My bathtub/shower, which got ordered weeks after Lynn’s, arrived much sooner, a couple weeks ago. Now the tub has been unpacked and is resting in or near its permanent home in the bathroom. Lynn’s shower, which has been promised for delivery for at least three consecutive Fridays, finally arrived after some unknown national tour that left the box fairly banged up. But Dusty said everything inside looked unscathed.
Most noticeably, drywall is going up, and this makes Lynn very, very happy.
Dusty warned us at the outset that construction moves in fits and starts, and that one moment, like the previous week, it will seem like nothing is happening, and the next, the process is zooming along. Lynn likes the “zoom” phases much better.

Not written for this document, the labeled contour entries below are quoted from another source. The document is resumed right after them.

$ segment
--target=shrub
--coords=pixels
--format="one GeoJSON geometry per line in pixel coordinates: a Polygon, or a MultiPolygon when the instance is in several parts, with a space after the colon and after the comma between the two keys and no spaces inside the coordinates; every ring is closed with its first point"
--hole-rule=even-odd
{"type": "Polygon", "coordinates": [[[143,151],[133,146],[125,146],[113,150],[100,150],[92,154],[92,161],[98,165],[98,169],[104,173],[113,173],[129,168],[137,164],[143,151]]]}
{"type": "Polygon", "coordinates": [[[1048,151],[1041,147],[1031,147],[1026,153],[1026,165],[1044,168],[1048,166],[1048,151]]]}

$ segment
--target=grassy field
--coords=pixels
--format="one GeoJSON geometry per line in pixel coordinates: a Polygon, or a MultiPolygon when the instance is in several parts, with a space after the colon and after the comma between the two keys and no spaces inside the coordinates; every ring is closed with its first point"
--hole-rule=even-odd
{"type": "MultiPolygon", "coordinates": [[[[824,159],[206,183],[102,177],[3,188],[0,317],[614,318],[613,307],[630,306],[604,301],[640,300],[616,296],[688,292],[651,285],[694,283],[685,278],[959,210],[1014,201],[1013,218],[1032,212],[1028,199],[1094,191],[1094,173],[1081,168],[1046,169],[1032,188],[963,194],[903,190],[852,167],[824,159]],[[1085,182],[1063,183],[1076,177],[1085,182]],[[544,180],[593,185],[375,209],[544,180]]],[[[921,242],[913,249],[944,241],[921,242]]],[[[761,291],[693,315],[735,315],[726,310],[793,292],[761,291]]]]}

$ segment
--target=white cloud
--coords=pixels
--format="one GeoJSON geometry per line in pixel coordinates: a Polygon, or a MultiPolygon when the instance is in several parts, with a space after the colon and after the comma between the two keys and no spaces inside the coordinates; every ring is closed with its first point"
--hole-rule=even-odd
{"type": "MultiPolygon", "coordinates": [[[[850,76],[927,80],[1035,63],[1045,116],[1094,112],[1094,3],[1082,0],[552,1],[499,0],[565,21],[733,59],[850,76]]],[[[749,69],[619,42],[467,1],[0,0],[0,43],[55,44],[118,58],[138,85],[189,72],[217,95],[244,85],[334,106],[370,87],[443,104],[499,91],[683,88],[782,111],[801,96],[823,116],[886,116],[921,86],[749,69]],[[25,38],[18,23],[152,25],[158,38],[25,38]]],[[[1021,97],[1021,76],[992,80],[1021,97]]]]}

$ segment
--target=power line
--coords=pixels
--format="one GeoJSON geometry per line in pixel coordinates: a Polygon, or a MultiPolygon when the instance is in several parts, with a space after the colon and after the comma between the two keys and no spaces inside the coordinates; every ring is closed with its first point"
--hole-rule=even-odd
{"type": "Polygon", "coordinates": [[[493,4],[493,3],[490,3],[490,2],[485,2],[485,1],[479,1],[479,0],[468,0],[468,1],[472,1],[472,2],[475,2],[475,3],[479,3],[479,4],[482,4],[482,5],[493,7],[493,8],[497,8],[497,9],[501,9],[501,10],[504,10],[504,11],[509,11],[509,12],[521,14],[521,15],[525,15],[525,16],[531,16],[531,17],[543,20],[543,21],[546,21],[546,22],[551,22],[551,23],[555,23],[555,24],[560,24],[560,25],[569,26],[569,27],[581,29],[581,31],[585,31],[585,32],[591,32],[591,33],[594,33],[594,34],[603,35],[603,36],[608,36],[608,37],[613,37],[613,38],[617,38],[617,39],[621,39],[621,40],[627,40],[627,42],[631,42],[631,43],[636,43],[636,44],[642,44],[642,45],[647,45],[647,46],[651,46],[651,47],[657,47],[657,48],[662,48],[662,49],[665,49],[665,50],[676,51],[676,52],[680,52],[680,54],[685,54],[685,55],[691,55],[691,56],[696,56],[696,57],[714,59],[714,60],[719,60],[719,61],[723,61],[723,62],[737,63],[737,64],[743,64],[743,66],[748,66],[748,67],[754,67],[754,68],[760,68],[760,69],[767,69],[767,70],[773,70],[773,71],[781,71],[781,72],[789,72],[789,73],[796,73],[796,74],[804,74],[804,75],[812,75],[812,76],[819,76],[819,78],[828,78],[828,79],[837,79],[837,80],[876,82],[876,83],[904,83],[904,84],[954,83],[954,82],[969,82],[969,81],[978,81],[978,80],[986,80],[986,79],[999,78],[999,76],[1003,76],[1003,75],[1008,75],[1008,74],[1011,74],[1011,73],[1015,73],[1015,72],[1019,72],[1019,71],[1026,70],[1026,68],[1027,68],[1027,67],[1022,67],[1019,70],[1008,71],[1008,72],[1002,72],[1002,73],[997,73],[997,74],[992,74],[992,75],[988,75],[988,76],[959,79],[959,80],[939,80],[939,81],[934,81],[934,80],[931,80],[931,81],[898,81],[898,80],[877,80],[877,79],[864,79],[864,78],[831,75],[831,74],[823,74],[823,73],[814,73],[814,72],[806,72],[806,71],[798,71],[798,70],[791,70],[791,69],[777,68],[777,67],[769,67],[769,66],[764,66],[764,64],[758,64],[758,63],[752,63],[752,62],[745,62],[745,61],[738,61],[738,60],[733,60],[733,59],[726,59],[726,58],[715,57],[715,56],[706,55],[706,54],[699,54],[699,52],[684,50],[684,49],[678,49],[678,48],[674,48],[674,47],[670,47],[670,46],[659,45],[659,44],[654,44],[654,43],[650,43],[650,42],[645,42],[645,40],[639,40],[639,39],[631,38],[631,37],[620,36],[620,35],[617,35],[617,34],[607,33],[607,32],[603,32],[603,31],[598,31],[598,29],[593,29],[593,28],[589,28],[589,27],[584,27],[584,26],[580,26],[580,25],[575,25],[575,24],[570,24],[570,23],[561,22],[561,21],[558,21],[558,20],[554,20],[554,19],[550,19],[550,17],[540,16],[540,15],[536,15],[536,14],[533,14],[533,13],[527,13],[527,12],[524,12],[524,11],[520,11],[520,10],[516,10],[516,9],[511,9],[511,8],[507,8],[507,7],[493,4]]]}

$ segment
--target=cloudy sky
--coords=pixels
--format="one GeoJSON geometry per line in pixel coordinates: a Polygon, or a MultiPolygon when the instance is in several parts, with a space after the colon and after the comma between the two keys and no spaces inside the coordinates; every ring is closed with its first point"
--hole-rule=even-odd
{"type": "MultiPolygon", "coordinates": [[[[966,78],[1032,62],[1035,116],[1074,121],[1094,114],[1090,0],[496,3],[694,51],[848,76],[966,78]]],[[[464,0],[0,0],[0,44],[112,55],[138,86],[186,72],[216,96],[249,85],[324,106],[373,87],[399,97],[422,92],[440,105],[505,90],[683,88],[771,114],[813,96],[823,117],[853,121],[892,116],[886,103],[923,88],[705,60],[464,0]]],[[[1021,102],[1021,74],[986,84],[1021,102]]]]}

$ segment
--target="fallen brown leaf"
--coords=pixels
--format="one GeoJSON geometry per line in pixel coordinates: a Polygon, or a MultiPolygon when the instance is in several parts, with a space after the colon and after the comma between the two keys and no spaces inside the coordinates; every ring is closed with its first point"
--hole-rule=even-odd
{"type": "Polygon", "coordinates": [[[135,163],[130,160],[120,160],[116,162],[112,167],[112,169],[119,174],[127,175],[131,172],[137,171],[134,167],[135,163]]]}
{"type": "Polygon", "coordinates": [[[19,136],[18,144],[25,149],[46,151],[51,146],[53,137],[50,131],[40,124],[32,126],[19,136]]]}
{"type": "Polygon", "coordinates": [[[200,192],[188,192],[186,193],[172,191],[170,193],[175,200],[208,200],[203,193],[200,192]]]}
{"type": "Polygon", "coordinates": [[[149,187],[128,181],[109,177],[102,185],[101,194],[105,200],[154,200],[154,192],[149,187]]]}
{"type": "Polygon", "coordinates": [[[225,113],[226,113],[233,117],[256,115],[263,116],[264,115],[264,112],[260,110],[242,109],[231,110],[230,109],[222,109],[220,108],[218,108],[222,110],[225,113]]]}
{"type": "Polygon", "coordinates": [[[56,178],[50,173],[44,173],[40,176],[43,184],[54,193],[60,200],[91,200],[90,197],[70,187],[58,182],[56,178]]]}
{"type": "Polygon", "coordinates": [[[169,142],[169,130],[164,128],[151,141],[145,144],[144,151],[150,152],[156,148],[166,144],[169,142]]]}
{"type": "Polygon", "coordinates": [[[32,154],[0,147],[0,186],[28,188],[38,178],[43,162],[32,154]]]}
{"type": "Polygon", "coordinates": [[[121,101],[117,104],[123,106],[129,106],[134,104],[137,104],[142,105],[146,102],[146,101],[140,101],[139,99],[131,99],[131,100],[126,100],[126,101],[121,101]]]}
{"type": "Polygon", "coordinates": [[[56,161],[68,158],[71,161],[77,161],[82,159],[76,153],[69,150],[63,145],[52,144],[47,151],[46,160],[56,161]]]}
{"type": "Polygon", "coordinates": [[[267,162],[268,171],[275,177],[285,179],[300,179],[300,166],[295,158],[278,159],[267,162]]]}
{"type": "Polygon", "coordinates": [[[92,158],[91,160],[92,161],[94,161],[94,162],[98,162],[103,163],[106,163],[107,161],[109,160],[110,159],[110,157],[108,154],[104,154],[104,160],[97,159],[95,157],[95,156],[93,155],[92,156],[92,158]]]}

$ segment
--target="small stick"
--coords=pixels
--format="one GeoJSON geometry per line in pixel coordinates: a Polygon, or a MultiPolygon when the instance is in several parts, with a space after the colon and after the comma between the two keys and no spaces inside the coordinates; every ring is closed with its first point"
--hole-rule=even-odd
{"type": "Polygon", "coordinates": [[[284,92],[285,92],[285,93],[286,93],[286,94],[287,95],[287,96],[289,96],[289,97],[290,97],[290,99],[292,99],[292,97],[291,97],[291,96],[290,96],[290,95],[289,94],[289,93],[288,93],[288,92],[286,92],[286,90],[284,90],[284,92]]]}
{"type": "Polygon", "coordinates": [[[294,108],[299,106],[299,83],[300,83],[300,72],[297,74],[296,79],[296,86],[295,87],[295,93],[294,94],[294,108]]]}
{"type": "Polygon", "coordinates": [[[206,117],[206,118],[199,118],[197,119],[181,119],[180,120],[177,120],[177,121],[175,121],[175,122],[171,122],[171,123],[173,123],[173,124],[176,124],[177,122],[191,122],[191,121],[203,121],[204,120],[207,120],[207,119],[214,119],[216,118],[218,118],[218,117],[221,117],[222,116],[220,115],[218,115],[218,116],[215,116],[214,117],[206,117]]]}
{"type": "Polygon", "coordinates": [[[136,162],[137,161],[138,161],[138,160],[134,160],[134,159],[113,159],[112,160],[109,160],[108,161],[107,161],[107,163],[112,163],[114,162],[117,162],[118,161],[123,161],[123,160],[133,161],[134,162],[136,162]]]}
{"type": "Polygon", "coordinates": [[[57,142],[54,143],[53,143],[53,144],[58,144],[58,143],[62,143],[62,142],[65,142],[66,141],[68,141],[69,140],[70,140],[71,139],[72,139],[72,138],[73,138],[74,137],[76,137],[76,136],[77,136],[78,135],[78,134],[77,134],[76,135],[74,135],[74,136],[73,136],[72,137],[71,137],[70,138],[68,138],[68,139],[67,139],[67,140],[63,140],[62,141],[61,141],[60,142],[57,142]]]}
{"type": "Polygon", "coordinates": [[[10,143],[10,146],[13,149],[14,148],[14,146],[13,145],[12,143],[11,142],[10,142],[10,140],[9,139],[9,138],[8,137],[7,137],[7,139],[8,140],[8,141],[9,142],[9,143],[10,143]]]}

I do too, I suppose, but that leads to decisions, and I have to say, of everything involved in this process, the part that frustrates me the most is that no matter what decision Dusty tells us we need to make next, it’s never the one he asks for when we get to “next.”
Like the time, several weeks ago, that he needed a decision on our trim color NOW, so that he could put his crew to work on this exterior piece in the interior of the house before it got to a more finished state. So we settled on a trim, but as near as I can tell, absolutely nothing has moved on that front. And now we get to doors.
Three Saturdays ago, Lynn and I dutifully took the 200-page door catalogue to lunch with us, because Dusty said we would need to pick out doors, and that the exterior doors needed to be selected soon. We made tentative decisions over lunch, but the catalogue offered no prices, and so far everything we’ve picked out is “expensive,” so we wanted to know if we were on budget.
I sent our preliminary choices to Dusty and asked about price, but he never got back to us. So last Saturday, post-inspections, Oz and I went to Western Lumber to ask for quotes on the doors. They said we’d get that on Monday, and it was really Friday, but the quotes arrived, and I believe we’re under budget on every exterior door.
But then yesterday, on her evening inspection tour, Lynn crossed paths with Dusty, who told her we need a door decision. But now it’s the interior doors he says that need to be settled on first.
We looked at Marmoleum flooring because that’s what he said we were going to use — it’s even written that way in the budget: “Marmoleum.” Then he seemed surprised that we were considering Marmoleum and recommended options we could look at from Home Depot (sigh) and Lumber Liquidators.
(We have two flooring places here in town, but Dusty’s opinion is that they charge double what they should. I didn’t have a particularly wonderful experience with either company when I needed a bathroom floor last year, so I’m not pushing my “local first” philosophy in this area.)
It turns out that bamboo, which I’ve long been interested in for its renewable status, is much cheaper than Marmoleum. Our Some Day neighbor Lisa, who apparently worked at one of the local floor companies for 10 years, strongly counseled against it, saying it requires four to six weeks to acclimatize. Dusty, who has bamboo in the yoga studio in his house, seemed very surprised to hear this and said it takes a “few days” to acclimatize.
But yesterday he told Lynn we need to make paint decisions before flooring decisions. Which makes sense, but he did ask about flooring over a week ago and hadn’t mentioned paint until last night.
We’ve been very focused, as perhaps you’ve noticed, on the exterior colors; much less so on the interior. We’ve asked several times about wood on the ceiling of the Good Room, and haven’t really received an answer, or a cost estimate. That could impact paint (and floor) decisions, so it seems like something we should know.
Dusty did tell Lynn earlier in the week that if we thought we’d made plenty of decisions so far, they were only just getting started. My friend Bryan, whose straw-bale house was constructed by Dusty, said the same thing: he and his wife thought they’d made lots of decisions ahead of time, but they were taken by surprise at the onslaught that awaited them.
It would just be helpful to me to know which decision is really next in line. Or we make all of them all at once, standing at the ready for when Dusty wants answers. It doesn’t matter: he’ll have something we won’t have given a thought to (like the sills under the doors — yes, you have to decide on colors there, too). As long as it keeps us on our toes, I guess.